Author: Dave Eggers (editor), Viggo Mortensen (introduction)
Type: Fiction, non-fiction, short stories, essays, comics
I read it: November 2015
Though this is not one of my favorite BANR collections it does have one of my favorite intros, by Viggo Mortensen. Those DVD extras of The Lord of the Rings made him seem like a genuine guy, and it comes through in his writing. He tells a moving tale about where he was mentally and spiritually while filming a movie (I think it was that horse one that was quickly forgotten) and how he used this energy to do all sorts of writing. Then a backpack full of his notebooks was stolen and gone forever. He mourned the “painful sense of losing ideas, forgetting unlikely swervings, unexpected matings and applications of words.”
It’s a bummer that is book had fewer unlikely swervings than I hoped for. It’s not as eclectic as the series has grown to become, and features several stories that are good in the way that I sense grad school writing is good: stories that are capable, competent, with big ideas…but just not stuff that’s going to keep me awake on early morning bus rides. A lot of these stories would be great to pick apart and analyze if you had hours in front of you and wanted to learn the craft, but that’s not what I turn to BANR for.
There are some memorable entries, like Christopher Buckley’s comedic “We Have a Pope!” and Kaui Hart Hemmings’ relationship tale “The Minor Wars” (a play on Portuguese man-of-wars). Some semi-autobiographical stories include Daniel Alarcón’s “City of Clowns” which takes place in Lima, Peru, and a conventionally amusing David Sedaris selection.
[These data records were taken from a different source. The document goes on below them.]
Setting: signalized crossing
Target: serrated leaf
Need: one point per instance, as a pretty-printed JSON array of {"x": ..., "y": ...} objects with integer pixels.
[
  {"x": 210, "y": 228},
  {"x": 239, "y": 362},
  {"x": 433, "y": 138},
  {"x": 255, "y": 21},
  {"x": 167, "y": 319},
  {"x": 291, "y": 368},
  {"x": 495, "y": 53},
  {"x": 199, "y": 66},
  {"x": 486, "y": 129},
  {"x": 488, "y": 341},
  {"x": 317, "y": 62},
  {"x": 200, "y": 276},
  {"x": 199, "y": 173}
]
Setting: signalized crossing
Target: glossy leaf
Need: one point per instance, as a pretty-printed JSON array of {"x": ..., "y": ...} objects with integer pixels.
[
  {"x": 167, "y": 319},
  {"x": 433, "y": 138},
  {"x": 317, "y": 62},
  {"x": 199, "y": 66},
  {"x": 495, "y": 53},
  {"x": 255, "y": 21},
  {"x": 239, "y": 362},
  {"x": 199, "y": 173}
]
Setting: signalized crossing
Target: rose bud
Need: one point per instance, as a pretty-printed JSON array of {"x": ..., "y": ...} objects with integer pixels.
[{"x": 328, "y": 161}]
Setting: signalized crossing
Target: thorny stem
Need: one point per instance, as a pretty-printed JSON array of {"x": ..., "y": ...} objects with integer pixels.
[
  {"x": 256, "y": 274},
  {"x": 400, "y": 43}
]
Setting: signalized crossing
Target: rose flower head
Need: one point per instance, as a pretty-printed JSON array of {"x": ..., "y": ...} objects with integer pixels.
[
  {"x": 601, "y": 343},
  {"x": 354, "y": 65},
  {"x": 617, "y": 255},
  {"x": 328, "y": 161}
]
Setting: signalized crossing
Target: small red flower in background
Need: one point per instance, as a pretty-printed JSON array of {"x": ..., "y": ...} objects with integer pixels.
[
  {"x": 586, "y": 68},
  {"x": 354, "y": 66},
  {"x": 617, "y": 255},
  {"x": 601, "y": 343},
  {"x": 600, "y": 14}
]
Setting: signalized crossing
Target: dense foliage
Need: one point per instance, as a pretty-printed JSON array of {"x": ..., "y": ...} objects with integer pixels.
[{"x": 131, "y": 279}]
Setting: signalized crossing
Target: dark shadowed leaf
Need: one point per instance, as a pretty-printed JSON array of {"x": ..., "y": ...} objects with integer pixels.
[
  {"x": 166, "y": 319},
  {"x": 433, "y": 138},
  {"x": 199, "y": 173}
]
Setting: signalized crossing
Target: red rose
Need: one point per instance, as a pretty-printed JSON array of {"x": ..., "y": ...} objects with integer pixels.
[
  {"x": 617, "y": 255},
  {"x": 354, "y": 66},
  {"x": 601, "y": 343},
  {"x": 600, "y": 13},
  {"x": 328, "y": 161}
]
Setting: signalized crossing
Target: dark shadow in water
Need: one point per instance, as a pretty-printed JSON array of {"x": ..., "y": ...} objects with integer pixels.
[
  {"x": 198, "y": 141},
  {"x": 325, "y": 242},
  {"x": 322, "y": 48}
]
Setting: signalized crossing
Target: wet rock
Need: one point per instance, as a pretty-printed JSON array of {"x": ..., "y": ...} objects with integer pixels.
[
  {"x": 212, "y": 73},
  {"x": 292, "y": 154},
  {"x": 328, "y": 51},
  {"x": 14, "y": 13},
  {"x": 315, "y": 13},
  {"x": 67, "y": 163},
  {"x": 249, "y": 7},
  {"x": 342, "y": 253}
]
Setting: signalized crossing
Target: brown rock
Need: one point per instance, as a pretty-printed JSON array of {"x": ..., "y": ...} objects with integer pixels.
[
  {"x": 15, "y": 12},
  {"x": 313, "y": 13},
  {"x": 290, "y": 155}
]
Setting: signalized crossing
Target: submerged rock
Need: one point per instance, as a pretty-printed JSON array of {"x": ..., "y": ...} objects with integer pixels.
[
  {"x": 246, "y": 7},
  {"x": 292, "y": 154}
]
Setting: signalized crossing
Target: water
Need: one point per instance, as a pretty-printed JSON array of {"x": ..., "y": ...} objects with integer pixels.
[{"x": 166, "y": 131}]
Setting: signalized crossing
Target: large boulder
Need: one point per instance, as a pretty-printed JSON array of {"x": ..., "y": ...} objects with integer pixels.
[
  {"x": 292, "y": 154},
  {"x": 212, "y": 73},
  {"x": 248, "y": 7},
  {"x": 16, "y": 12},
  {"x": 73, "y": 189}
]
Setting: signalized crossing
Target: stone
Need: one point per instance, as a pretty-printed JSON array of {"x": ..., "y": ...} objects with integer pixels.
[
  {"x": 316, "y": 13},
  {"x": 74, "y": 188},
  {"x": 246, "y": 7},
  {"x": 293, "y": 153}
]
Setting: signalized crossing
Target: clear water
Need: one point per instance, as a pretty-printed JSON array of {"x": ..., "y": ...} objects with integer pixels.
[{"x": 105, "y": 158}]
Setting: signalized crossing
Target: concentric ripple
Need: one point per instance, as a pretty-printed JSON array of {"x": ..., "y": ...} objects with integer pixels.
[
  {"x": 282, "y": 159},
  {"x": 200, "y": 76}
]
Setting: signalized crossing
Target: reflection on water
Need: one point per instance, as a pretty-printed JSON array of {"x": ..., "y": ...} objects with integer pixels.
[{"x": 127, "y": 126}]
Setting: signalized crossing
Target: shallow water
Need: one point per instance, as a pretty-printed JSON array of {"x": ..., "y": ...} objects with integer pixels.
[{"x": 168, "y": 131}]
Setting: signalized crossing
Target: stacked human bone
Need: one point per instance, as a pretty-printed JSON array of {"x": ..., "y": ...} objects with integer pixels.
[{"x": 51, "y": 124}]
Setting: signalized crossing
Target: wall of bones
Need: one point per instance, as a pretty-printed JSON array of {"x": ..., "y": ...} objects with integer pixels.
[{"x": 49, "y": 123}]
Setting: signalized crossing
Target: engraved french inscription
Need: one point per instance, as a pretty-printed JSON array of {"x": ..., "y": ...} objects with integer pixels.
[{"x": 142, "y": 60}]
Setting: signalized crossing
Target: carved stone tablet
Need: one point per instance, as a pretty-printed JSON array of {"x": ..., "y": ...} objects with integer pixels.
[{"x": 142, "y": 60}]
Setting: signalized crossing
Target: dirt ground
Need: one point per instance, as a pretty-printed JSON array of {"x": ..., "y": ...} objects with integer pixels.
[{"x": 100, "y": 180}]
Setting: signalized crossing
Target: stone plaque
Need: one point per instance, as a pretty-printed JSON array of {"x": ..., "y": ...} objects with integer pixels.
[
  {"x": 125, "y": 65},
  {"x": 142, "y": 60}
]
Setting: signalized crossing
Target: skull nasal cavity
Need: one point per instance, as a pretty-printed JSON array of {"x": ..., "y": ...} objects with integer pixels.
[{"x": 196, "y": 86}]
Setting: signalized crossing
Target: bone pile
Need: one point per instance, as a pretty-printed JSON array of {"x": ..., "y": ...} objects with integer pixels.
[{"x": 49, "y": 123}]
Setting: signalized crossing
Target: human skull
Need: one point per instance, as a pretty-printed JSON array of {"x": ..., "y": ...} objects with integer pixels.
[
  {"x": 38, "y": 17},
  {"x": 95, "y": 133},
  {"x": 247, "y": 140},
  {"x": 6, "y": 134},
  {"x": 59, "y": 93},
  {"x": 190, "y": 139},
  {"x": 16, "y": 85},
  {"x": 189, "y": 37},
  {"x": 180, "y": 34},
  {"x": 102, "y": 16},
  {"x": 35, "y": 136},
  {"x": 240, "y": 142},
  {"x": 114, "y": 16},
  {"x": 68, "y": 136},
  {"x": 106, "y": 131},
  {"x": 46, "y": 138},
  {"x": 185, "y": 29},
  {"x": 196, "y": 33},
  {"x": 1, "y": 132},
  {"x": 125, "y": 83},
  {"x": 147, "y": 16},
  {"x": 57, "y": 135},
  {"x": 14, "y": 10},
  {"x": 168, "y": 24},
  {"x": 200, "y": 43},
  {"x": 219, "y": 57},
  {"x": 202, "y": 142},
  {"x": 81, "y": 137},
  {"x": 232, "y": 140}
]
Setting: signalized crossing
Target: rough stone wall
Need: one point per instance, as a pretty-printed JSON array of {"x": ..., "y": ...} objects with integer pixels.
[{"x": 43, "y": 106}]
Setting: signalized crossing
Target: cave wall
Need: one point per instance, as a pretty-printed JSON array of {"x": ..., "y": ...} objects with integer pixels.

My favorites were the non-fiction essays, such as “The Fifteen-Year Layover” by Michael Paterniti about a man who lives in the Paris airport, and “The Futile Pursuit of Happiness” by Jon Gertner. This piece analyzes the H-word and one of its findings is that adults overestimate the effects of both very good and very bad events (we think we’ll be super happy or super depressed about something, when really we land in the middle ground emotionally).
Regardless of the contents, I’ll continue to read these cover-to-cover for fear of missing out on greatness. And I really like that font. I mean, really like it. I want my words to someday be set in this font, as close to eternal as it’s possible to become.